Bloomberg reports Chile’s state-owned firm Codelco, the world’s largest copper producer, plans to invest $5 billion in 2012 on capital projects, more than twice the $2.3 billion it allocated last year.
Also on Friday a Santiago court blocked Anglos from selling any more shares in its Sur subsidiary while it battles Codelco over an option to acquire 49% of its Chile operations. At stake is one of the world’s richest copper deposits reports Bloomberg.
An agreement with Anglo American Plc (AAL) in January over the Anglo Sur unit in central Chile is very unlikely, Hernandez told the Santiago-based evening newspaper.
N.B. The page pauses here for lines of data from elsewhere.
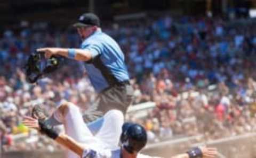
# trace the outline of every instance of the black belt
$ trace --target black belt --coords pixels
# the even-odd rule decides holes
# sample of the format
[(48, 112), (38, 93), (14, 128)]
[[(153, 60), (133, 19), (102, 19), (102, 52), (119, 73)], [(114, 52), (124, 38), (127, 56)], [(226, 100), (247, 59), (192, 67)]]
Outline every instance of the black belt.
[(131, 83), (130, 83), (129, 80), (126, 80), (124, 81), (117, 82), (114, 83), (114, 84), (111, 84), (110, 86), (115, 86), (115, 85), (131, 85)]

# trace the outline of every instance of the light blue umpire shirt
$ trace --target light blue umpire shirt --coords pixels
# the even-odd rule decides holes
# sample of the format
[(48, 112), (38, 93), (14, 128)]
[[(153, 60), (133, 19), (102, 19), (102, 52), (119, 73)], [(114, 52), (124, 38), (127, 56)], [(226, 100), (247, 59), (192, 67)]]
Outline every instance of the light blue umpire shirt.
[(117, 43), (98, 29), (84, 40), (81, 48), (92, 54), (85, 68), (95, 90), (100, 93), (115, 83), (129, 80), (124, 55)]

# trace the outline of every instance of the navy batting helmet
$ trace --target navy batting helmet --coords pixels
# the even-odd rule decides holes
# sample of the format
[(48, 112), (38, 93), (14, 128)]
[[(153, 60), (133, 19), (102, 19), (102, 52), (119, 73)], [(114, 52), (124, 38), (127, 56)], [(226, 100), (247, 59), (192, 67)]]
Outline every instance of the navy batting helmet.
[(139, 152), (147, 143), (147, 133), (140, 125), (126, 122), (122, 127), (122, 133), (120, 138), (122, 146), (128, 152), (133, 153)]

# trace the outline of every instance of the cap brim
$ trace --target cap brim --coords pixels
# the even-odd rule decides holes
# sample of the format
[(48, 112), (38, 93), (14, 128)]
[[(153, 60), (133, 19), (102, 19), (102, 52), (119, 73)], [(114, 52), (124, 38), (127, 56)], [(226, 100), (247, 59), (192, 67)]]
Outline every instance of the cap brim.
[(76, 23), (74, 23), (73, 25), (73, 27), (75, 27), (75, 28), (79, 28), (79, 27), (85, 27), (90, 26), (90, 25), (82, 23), (81, 22), (77, 22)]

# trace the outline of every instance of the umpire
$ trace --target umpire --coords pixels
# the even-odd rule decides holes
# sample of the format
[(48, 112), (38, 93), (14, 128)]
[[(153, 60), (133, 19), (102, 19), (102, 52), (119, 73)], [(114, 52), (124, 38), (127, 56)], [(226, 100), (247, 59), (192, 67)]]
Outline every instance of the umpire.
[(85, 63), (91, 84), (98, 93), (97, 111), (103, 115), (111, 109), (125, 114), (133, 98), (133, 89), (117, 43), (101, 31), (99, 18), (84, 13), (73, 24), (82, 38), (81, 48), (42, 48), (46, 58), (59, 55)]

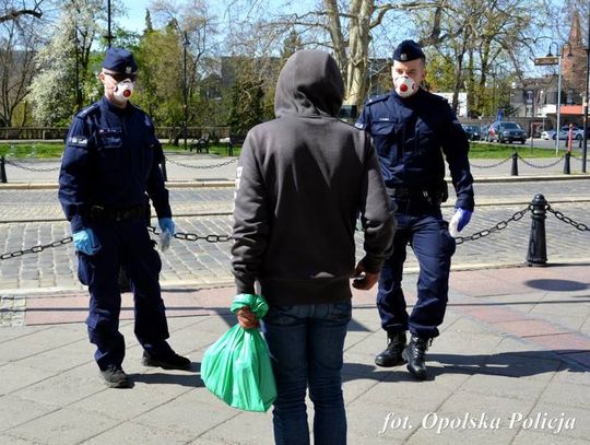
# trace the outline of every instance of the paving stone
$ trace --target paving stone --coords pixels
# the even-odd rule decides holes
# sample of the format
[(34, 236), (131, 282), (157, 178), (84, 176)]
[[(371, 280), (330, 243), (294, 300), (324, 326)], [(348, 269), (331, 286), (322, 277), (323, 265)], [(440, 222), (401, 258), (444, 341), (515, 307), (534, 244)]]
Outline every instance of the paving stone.
[(118, 423), (119, 421), (96, 412), (88, 413), (66, 408), (15, 426), (5, 433), (36, 443), (73, 445), (108, 431)]

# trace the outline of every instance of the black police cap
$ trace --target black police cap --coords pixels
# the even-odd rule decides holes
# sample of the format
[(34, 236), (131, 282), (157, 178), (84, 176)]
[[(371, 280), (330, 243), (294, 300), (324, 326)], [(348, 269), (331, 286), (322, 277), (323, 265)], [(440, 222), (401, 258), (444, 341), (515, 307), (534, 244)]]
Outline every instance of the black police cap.
[(414, 59), (422, 59), (426, 56), (422, 48), (414, 40), (403, 40), (393, 51), (393, 60), (399, 62), (408, 62)]
[(115, 72), (131, 74), (138, 70), (133, 55), (127, 49), (108, 48), (103, 60), (103, 68)]

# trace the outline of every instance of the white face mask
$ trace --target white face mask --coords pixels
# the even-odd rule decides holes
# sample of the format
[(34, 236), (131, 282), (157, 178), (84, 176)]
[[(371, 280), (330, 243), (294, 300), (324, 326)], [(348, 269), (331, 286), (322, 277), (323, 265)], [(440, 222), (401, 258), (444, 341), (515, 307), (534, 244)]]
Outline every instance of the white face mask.
[(408, 75), (396, 78), (393, 84), (396, 86), (396, 93), (398, 93), (400, 97), (410, 97), (418, 90), (416, 82)]
[(133, 89), (135, 87), (135, 84), (131, 82), (131, 80), (126, 79), (119, 83), (117, 83), (117, 86), (115, 86), (115, 91), (113, 94), (117, 99), (125, 102), (129, 101), (131, 95), (133, 94)]

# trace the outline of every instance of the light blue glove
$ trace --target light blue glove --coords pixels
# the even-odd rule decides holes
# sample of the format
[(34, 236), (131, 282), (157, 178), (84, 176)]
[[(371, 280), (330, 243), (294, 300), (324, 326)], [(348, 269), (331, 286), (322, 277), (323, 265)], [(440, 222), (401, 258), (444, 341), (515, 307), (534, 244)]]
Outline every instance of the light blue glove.
[(472, 214), (471, 210), (461, 209), (460, 207), (455, 209), (453, 218), (457, 218), (457, 232), (461, 232), (469, 224)]
[(92, 229), (82, 229), (73, 233), (72, 239), (75, 249), (83, 254), (94, 255), (101, 250), (101, 243)]
[(170, 235), (174, 235), (174, 221), (172, 218), (161, 218), (157, 220), (157, 224), (162, 229), (162, 232), (168, 231)]

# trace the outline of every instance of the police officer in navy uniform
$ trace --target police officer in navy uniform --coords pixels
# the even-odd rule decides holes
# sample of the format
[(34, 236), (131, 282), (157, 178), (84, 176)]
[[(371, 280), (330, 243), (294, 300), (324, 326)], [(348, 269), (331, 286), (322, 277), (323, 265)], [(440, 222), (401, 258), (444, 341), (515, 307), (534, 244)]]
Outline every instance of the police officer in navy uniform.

Codelco will not soften its position, Hernandez said.
In November Anglo American sold a 24.5% stake in its southern Chilean properties to Japan’s Mitsubishi Corp. for $5.39 billion, undermining plans by Codelco to exercise the option which can be exercised every three years in January.
Chile decided at the end of October, barely a week after Anglo American announced that the $2.8 billion they splashed on expanding their flagship Los Bronces mine will start to bear fruit before year end, to exercise the 34-year old option that has lapsed before, blindsiding Anglo.
Platts reports in December, an attempt by Codelco to force Mitsubishi to hand over particulars of the deal collapsed and on January 2, Codelco formally informed Anglo American that it was exercising the option.
Anglo said the Mitsubishi transaction values its Chile properties at $22 billion. Codelco was offering $6 billion for 50%. Over and above the lowball offer from Codelco, what must really gall Anglo is that they would have had to pay around $1 billion in taxes on the transaction. Copper accounts for roughly a third of Anglo’s profits.